When my husband got a job with the circus, I packed up my life and joined him on the road

When my husband got a job with the circus, I packed up my life and joined him on the road

Emily Fleck, pictured above with her son, Kai, and husband, Ben, lives in Houston, Texas.

In August 2011, my husband, Ben, got a job offer to play trumpet for the Ringling Bros. and Barnum and Bailey travelling circus. He couldn’t refuse—musicians don’t often come by full-time employment. But the timing wasn’t great: I was working as an analyst for a company that made software for car-sharing, and I was pregnant with our first child.

That month, Ben left Toronto to join the circus on tour. At first, I wasn’t sure what to do, but my gut told me to go with him, at least for the duration of my maternity leave. I wanted to keep our family together.

And so, three weeks after our son, Kai, was born, I joined Ben in Tampa, where we lived in a 2003 Ford pickup and an old fifth wheel trailer that we’d bought for $17,000 from a family of Russian tightrope walkers. I’d lived in some tiny city apartments, so the trailer didn’t feel that small. It was about 27 feet long with a galley kitchen and a mini-fridge. We stored everything—hats, clothes, toys, even fruit—in bags we hung from the ceiling. The walls were a hideous textured beige, so we strung up tiny white fairy lights everywhere—when Kai learned to speak, he called them stars.

The author and her husband used magnetic canisters and hanging fruit bags to maximize space in the kitchen of their trailer

Every week, we travelled to a new place, where we’d park outside the arena with all the other RVs and power the trailer by plugging into the electrical boxes inside the circus venues. On nights when we were parked in empty fields and lots, we’d use a diesel generator.

For the first few months, I struggled with postpartum depression and loneliness. Most of the performers and crew knew each other well. I felt like I didn’t belong. Back in Toronto, I was a professional. I had a well-defined sense of myself. At the circus, I didn’t know who I was or how I fit in.

I was so depressed that I didn’t even go to the shows. Then, in February, when we were in Salisbury, Maryland, I decided to check out a performance. I took my camera, and afterward posted about a dozen photos on Facebook. All the circus folk loved them, and I started taking photos at every performance. Soon, I wasn’t an intruder anymore; I was the unofficial circus archivist.

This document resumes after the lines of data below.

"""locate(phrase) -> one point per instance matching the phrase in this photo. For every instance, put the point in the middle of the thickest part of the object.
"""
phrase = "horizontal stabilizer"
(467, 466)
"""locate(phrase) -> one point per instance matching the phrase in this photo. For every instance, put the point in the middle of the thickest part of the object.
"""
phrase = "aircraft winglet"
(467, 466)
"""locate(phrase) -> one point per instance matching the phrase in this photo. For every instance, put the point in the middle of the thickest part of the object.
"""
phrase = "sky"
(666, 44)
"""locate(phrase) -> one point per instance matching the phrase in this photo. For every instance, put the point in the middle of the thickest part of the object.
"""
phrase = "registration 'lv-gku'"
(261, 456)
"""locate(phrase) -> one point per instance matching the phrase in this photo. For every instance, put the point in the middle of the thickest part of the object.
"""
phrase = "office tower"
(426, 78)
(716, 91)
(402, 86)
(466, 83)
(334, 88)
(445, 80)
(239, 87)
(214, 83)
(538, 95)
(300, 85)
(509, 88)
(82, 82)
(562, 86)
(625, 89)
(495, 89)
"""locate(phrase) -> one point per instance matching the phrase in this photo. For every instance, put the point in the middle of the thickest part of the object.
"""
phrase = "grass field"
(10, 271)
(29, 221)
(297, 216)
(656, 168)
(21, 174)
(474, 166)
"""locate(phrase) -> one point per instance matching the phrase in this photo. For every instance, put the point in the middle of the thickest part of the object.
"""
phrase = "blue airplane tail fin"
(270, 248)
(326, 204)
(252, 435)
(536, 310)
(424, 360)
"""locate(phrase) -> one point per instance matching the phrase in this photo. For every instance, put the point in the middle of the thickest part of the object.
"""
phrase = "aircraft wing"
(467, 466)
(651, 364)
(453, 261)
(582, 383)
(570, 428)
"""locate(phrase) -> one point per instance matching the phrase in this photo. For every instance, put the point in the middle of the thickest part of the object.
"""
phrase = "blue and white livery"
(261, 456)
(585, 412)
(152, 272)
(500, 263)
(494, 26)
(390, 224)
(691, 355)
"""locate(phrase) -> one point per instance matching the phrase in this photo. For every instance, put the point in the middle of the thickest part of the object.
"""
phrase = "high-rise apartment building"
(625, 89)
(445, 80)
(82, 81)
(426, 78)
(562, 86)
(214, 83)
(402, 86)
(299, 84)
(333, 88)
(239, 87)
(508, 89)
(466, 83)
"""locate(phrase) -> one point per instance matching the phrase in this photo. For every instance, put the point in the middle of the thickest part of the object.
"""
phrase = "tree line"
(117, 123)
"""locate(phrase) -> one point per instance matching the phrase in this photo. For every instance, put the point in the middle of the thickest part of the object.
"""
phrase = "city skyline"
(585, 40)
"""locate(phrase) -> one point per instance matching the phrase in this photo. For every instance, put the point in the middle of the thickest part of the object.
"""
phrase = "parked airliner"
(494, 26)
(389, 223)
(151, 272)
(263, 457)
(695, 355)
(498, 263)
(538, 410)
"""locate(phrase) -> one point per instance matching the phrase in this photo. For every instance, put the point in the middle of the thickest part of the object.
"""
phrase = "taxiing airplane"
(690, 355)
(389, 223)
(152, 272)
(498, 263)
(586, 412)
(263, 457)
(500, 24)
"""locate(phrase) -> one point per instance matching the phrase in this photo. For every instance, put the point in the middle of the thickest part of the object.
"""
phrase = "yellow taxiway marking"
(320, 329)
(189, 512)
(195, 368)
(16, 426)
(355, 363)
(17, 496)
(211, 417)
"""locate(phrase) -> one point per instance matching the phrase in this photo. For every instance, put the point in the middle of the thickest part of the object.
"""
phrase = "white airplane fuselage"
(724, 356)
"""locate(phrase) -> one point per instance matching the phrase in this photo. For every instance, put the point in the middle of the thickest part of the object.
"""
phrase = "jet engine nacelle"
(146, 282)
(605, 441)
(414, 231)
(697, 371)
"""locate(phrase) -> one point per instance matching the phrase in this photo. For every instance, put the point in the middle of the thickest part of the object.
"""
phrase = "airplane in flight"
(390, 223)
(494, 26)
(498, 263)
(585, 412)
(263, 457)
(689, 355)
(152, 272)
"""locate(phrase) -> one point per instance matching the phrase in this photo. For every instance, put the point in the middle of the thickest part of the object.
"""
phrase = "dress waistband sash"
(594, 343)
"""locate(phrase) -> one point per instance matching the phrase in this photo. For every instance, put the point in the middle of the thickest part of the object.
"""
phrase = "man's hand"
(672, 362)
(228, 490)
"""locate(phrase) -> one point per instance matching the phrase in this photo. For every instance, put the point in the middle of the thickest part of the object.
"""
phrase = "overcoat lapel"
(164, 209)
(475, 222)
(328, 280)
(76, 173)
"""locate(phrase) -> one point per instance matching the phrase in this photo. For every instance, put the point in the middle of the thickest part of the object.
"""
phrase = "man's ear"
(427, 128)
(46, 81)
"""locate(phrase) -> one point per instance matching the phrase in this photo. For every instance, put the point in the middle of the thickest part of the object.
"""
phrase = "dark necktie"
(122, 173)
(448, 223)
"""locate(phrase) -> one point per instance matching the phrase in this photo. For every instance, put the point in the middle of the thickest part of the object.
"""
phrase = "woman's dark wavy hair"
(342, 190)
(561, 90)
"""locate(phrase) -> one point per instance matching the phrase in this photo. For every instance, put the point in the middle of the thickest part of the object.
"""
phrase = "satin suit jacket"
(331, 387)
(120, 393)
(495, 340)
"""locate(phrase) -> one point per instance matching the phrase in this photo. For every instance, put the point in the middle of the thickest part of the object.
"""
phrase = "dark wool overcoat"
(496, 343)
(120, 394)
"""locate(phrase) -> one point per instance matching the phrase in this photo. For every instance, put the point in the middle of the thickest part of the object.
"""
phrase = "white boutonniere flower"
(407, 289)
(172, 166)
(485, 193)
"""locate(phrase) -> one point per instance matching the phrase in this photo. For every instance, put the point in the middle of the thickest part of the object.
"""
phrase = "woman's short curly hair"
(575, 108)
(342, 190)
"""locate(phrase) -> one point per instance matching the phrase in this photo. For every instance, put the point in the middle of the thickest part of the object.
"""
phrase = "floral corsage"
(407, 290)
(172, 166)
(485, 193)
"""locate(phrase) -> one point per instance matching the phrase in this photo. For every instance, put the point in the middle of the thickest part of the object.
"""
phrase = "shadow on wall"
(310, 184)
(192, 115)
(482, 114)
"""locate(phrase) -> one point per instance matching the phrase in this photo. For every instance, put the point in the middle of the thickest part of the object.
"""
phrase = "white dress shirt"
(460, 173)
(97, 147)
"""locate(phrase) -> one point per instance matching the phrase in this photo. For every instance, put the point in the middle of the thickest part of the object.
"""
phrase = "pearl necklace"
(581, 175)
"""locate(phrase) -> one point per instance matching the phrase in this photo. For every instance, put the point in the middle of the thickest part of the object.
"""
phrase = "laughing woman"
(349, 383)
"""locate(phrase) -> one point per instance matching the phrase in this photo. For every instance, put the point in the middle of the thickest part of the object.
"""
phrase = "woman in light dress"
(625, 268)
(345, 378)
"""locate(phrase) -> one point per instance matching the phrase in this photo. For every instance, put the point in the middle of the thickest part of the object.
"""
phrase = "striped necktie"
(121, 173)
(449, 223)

I began to appreciate moments on the road that you don’t get in a big city. Like looking up at the sky in east Texas where large, heavy clouds and a wide grey expanse trick you into thinking you’re on the brink of a tornado—but the storm never fully forms. Or eating a greasy spoon breakfast of bacon and grits in the South while Kai coloured on the paper placemats with crayons. Or finding great antiques at a thrift shop in the Pacific Northwest. Every Sunday night, I’d get a rush as I packed up the trailer and got ready to head somewhere new.

The 2003 Ford pickup and trailer the author and her husband bought from a Russian tightrope-walking family

About 150 people travelled with the circus. There were also camels and elephants, and dogs who could walk on their front legs. We befriended a death-defying family who rode motorcycles in a giant steel globe. On our off nights, we had makeshift tailgate parties we called “lot hangs.” Sometimes, we projected movies or pro wrestling tournaments onto a screen. All the trailer folk would bring out folding chairs and watch together. Ben and I would host craft beer tastings with six-packs we bought at breweries on the road. We had crawfish boils and barbecues and punch parties, where everyone would bring homemade punch. It was like having a huge extended family just next door.

In August 2012, I ended my maternity leave. We needed my salary, so I came back to Toronto to work. Ben stayed with the circus, and we decided that Kai would remain on the road with him. It made sense for us: I would be working 60 hours a week, and the circus offered free child care.

Back in Toronto, I moved into an apartment at Yonge and Eglinton. I was happy to be back at work. I loved my job, I loved making my own money, and I loved being in charge of my own life again. But I missed my family terribly. I saw them as often as possible: we settled into a routine where I’d stay in Toronto for six weeks, then spend two weeks with Ben and Kai, working remotely.

In 2015, after four years on the road, the adventure ended. Ben’s show closed, and we moved to Houston, where I now work as the executive director of the CarSharing Association. Ben got a job teaching trumpet in high schools around the city. We put the RV in storage nearby, still fully furnished, and I visited it every few days for weeks. Kai, who was four, would play with his toys, and I’d stare wistfully at the art that a circus elephant named Asia had painted on the wall using her trunk.

Even now, a year later, a part of me still longs for life on the road. When I’m stationary, I’m a cog in the machine of society. When we travelled, I was a tiny, fluttering piece of the universe. I wouldn’t trade that experience for anything.